A Centers for Disease Control report indicates that a third of males who have served report one or more chronic health problems as opposed to one fourth of men who have never served in the military. It actually makes sense for both men and women in the military. Young men and women embarking into a realm of high stress service can lead to exposures to substances and lifestyle choices that could cause harm later in life. The good news is that for many of the diseases, it does not have to continue.

Type 2 diabetes and high blood pressure are two chronic diseases that can be controlled or stopped entirely with lifestyle choices. In the service, personnel often cannot make or do not choose the healthiest foods among the options available. Also while deployed on active duty, the amount of calories needed to get through the day are usually much greater than what a service member will burn in civilian life. The food choices and high calorie content often follow service members into civilian life where weight gain begins almost immediately.
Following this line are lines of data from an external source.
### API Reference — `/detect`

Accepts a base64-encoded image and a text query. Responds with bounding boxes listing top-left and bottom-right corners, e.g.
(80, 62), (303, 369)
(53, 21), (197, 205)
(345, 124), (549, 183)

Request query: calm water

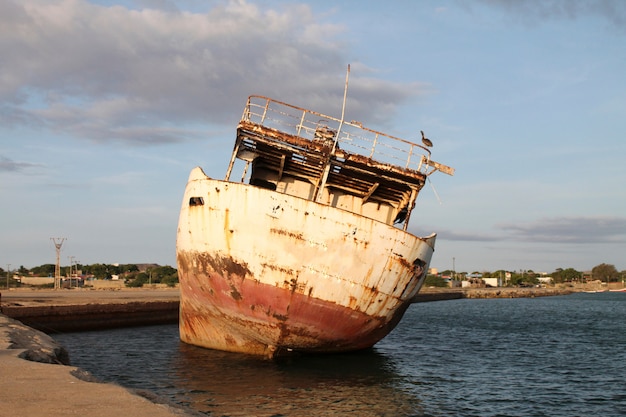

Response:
(54, 293), (626, 417)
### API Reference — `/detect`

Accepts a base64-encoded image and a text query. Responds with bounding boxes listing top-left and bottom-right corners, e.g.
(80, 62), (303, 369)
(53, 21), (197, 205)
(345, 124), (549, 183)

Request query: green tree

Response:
(126, 272), (150, 288)
(30, 264), (55, 277)
(591, 263), (619, 283)
(550, 268), (582, 284)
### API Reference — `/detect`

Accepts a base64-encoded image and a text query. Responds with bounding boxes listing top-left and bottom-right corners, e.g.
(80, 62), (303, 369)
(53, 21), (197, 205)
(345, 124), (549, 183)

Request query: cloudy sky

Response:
(0, 0), (626, 272)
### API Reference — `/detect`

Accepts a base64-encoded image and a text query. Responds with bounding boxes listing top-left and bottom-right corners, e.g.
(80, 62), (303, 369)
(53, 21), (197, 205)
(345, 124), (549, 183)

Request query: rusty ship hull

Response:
(177, 96), (450, 357)
(178, 168), (435, 355)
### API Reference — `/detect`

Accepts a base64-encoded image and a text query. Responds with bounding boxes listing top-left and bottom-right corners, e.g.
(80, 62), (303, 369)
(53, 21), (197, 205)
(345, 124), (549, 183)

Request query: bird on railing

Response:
(420, 130), (433, 148)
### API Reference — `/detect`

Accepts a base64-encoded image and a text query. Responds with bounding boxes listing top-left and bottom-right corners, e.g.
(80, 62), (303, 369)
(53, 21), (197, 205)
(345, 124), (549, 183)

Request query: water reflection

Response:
(172, 343), (421, 417)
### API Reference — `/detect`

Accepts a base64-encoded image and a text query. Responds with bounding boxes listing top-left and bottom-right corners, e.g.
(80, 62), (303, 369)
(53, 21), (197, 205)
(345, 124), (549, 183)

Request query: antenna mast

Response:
(314, 64), (350, 202)
(50, 237), (65, 290)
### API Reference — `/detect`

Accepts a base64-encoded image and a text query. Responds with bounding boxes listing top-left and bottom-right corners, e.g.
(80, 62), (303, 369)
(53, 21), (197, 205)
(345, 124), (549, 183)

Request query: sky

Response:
(0, 0), (626, 273)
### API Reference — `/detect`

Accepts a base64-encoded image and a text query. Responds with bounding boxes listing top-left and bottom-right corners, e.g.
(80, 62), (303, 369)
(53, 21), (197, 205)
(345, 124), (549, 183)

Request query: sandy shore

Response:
(0, 288), (180, 306)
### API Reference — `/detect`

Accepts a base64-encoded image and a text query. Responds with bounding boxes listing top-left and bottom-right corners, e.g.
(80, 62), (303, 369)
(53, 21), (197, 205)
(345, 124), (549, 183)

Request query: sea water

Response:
(53, 293), (626, 417)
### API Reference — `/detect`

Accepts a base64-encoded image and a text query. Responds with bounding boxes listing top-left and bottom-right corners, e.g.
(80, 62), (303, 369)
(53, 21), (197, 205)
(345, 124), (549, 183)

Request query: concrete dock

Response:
(0, 290), (190, 417)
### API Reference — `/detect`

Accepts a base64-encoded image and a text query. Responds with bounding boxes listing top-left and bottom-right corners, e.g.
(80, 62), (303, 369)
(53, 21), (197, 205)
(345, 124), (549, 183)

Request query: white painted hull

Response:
(177, 168), (435, 356)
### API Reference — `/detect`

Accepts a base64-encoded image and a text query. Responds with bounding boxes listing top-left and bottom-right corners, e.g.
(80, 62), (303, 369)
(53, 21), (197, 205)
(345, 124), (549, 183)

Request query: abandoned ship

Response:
(176, 96), (454, 357)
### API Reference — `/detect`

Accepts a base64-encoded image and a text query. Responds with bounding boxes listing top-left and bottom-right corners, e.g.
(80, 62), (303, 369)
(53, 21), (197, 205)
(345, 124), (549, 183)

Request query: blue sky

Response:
(0, 0), (626, 272)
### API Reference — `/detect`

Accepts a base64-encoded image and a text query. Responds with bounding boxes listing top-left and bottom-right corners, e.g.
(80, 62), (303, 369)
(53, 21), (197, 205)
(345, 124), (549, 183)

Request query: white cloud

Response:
(0, 0), (420, 144)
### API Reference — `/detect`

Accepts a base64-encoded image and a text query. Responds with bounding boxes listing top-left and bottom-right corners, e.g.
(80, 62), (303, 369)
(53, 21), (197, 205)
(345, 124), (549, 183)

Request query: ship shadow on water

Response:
(172, 343), (422, 417)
Weight gain leads to insulin resistance, which leads to high blood glucose levels. Excess weight also can lead to high blood pressure. The good news is that taking a close look at the types of food and the amount being consumed after returning to civilian life can lead to beneficial lifestyle changes. Another good thing is that those who served are used to challenges. The challenge now is to get back into a routine of burning calories and keeping muscle mass, and it can be done without putting 80 pounds of gear back on and double timing it through the desert.

Soldiers and sailors are some of the best problem solvers in the world. They have sacrificed a big portion of their lives to keep their country free. The command now is to get them all working to avoid chronic health issues long after their service years are up. Stop tobacco use now to avoid everything from emphysema to cancer later. Revisit that military mindset to get control of the calories and types of food in the daily diet. Go back to basic training to get those bodies fit for service.

Former military service men and women of all ages can do a lot on their own to halt the progression of chronic diseases that are plaguing those who served. Yes, it takes some discipline and commitment. However, those are two things those who have served know very well.